Lists of name variant candidates may be generated from previous user queries or existing lists of name variants. Adding name variants in a search query may often return more relevant search results. However, including all known name variants in a re-written query indiscriminately may cause search results that are less relevant and have less precision. For example, a user might enter the search query “Prince Bill” to find resources that relate to Prince William, heir to the throne in the United Kingdom. “Bill” as discussed above, might correspond to any of the formal names “William,” “Wilfred,” “Guillaume,” “Guillermo,” or “Wilhelm.” If all of the names were included in the re-written query, then resources also might be returned for “Prince Wilhelm,” the Crown Prince of Germany during World War I. By including results for the German prince, the search results returned are less precise and less relevant to the user.

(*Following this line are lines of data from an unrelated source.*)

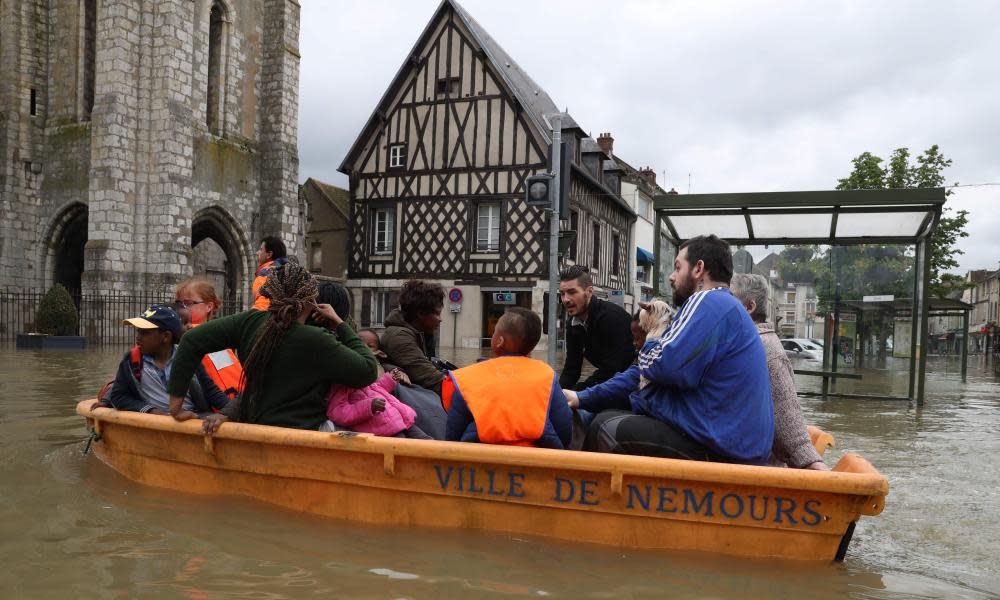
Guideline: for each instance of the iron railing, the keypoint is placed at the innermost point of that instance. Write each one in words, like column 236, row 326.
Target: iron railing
column 101, row 314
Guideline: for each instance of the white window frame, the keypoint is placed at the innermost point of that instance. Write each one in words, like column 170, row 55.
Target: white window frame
column 383, row 234
column 397, row 156
column 488, row 235
column 380, row 308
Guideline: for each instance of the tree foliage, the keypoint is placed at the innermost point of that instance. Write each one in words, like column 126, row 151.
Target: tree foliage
column 875, row 269
column 901, row 172
column 56, row 313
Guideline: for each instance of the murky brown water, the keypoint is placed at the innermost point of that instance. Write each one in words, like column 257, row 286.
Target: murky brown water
column 70, row 527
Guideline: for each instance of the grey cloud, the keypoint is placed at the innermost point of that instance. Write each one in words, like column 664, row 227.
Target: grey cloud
column 745, row 96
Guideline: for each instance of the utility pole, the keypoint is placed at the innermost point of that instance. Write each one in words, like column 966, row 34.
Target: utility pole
column 554, row 238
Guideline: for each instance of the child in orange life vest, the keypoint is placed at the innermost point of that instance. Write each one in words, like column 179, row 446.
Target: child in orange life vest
column 374, row 409
column 510, row 399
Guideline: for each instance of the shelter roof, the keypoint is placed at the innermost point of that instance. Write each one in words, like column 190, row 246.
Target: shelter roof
column 906, row 304
column 898, row 216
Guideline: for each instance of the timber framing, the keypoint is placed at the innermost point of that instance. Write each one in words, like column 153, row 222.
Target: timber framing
column 461, row 126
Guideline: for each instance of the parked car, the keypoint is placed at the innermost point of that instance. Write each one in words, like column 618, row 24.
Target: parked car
column 802, row 348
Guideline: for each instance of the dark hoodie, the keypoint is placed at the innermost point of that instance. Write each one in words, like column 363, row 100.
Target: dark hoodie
column 410, row 350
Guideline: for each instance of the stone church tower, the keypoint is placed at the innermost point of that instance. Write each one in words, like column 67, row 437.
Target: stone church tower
column 134, row 131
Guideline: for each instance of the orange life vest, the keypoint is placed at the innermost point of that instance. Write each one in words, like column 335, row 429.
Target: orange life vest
column 508, row 397
column 228, row 377
column 261, row 302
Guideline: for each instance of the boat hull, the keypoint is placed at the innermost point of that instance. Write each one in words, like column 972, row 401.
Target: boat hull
column 623, row 501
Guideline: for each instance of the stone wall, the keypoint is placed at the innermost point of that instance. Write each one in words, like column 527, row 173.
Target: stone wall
column 143, row 162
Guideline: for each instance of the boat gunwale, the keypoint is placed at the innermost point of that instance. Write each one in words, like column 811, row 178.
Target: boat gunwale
column 866, row 483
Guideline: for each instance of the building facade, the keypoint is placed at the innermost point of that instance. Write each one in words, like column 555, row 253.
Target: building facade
column 437, row 187
column 134, row 130
column 327, row 231
column 638, row 189
column 984, row 296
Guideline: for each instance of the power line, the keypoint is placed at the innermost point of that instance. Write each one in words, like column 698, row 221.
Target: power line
column 974, row 184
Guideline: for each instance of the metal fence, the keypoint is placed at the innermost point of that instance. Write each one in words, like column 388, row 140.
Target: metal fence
column 101, row 314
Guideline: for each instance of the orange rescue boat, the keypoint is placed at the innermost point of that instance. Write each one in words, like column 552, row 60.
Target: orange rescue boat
column 623, row 501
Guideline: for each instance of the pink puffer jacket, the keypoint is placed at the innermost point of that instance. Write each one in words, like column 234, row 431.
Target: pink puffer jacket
column 352, row 408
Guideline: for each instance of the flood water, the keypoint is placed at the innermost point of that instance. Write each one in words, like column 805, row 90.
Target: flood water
column 70, row 527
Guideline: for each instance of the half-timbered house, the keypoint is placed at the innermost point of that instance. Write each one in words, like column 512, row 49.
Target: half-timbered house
column 437, row 186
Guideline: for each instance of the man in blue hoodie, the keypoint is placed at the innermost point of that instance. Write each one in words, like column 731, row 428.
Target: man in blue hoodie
column 703, row 392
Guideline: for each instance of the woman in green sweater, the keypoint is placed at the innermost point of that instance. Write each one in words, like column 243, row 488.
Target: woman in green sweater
column 287, row 366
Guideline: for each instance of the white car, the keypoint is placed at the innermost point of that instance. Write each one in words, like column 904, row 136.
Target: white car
column 802, row 348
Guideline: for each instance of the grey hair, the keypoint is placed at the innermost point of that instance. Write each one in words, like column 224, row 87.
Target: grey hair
column 750, row 287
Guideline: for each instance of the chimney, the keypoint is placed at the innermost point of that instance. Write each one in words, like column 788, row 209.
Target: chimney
column 606, row 142
column 649, row 175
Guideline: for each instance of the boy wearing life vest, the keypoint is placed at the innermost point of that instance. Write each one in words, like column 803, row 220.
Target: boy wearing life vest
column 271, row 255
column 510, row 399
column 141, row 382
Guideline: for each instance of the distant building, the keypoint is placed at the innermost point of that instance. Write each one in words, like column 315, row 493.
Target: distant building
column 984, row 296
column 131, row 133
column 437, row 180
column 793, row 304
column 327, row 228
column 639, row 187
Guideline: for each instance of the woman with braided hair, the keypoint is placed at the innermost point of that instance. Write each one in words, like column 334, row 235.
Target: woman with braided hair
column 288, row 366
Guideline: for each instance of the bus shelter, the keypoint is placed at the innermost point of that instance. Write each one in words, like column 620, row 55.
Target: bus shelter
column 936, row 307
column 828, row 217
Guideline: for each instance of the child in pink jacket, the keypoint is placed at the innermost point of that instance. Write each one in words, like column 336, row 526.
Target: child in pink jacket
column 374, row 409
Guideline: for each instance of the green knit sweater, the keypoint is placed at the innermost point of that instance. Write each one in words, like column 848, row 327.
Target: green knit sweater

A determination is made of which name variant candidates to include in the re-written query. Probabilities may be calculated for each name based on one or more methods to determine the most likely name variant candidates to replace or include with the original person name included in the search query. Rankings may then be determined for each name variant candidate of the person name. The highest ranked name variants may then be used to re-write the query for execution by the search engine.

The results of the executed search query are presented to the user. Based on how the query was re-written, the results presented to the user may vary. For example, the query might be re-written such that name variants are used to affect only the presentation of the search results to the user, but not the resources retrieved. Queries may also be re-written such that resources are gathered based upon the name variant candidates used.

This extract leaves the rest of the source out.